Römhild: Ein erster wichtiger Schritt kann sein, dass man sich über Vereine aktiv am Geschehen in der Gemeinde beteiligt. Ich bin beispielsweise im Kirmesverein tätig. Empfehlen würde ich auch, regelmäßig die öffentlichen Sitzungen des Gemeinderats zu besuchen. So erhält man Einblick, wie diese Sitzungen ablaufen, was es vorzubereiten gilt und was die aktuellen Themen der Kommune sind. Ein nächster Schritt wäre es, sich als Gemeinderatsmitglied zur Wahl aufstellen zu lassen. Bevor man sich dafür entscheidet, als Bürgermeister oder Bürgermeisterin zu kandidieren, ist es wichtig, sich mit dem vorherigen Bürgermeister zu unterhalten.
Worüber haben Sie mit ihm gesprochen?
Römhild: Für mich war es essenziell, von meinem Vorgänger zu erfahren, welche Aufgaben auf mich zukommen werden und wie viel Zeit das Amt in Anspruch nehmen wird.
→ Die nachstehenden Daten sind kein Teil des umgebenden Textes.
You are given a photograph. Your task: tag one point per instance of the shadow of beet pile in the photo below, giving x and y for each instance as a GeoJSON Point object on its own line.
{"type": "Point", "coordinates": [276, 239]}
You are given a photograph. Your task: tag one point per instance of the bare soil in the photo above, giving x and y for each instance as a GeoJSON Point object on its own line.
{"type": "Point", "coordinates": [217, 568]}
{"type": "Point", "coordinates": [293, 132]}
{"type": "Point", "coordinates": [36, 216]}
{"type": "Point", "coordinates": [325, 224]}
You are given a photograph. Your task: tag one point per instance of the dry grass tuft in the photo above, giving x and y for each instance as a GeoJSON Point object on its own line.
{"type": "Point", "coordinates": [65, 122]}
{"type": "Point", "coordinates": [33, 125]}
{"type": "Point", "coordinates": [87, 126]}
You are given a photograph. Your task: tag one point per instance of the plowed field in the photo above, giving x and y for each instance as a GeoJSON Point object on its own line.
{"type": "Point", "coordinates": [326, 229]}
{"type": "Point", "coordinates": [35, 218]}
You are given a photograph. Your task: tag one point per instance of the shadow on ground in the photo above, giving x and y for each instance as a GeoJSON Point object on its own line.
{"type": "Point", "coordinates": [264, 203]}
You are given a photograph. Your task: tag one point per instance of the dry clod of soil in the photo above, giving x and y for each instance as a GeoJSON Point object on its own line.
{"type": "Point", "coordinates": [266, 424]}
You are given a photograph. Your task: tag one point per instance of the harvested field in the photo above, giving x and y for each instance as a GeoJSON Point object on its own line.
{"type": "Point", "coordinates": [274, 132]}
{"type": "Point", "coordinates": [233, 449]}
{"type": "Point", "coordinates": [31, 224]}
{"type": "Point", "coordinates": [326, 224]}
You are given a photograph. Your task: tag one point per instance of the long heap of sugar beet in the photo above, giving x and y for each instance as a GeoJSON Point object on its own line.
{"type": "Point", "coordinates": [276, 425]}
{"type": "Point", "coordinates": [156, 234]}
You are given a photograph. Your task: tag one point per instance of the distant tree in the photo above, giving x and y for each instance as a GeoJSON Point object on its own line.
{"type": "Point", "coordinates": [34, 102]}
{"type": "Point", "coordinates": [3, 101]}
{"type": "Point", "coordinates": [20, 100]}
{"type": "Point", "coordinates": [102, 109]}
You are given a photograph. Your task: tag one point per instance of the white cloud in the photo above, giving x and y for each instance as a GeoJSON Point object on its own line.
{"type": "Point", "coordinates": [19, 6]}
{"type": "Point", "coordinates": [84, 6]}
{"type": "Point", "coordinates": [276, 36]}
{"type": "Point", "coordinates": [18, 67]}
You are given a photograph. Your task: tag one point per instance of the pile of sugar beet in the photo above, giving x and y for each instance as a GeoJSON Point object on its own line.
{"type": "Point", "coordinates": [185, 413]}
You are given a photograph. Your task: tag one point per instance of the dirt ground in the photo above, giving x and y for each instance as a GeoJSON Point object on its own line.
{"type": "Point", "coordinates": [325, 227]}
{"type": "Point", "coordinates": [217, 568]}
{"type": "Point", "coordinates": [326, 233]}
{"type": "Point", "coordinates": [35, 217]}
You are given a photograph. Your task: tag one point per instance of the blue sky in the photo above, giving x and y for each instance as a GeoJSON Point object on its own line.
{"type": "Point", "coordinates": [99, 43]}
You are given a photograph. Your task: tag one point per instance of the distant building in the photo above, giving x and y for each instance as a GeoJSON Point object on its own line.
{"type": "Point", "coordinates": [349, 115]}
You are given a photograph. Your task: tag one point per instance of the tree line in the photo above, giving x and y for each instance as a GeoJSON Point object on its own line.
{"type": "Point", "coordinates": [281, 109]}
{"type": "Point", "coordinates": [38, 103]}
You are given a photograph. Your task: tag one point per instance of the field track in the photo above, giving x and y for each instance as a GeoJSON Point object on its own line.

Wer sich vor der Kandidatur nicht gründlich darüber informiert, was auf einen zukommt, und sich aus einer spontanen Laune heraus dafür entscheidet, wird es später bestimmt bereuen. Man sollte sich auf jeden Fall sicher sein, dass man bereit dazu ist, sehr viel Energie in das Bürgermeisteramt zu investieren.
Interview: Hannah Henrici
Zur Person: Sina Römhild (24, parteilos) ist ausgebildete Verwaltungswirtin. Seit Juli 2022 ist sie Bürgermeisterin der Gemeinde Oechsen (Thüringen, rund 660 Einwohner). Damit ist sie zurzeit offiziell die jüngste Bürgermeisterin Deutschlands.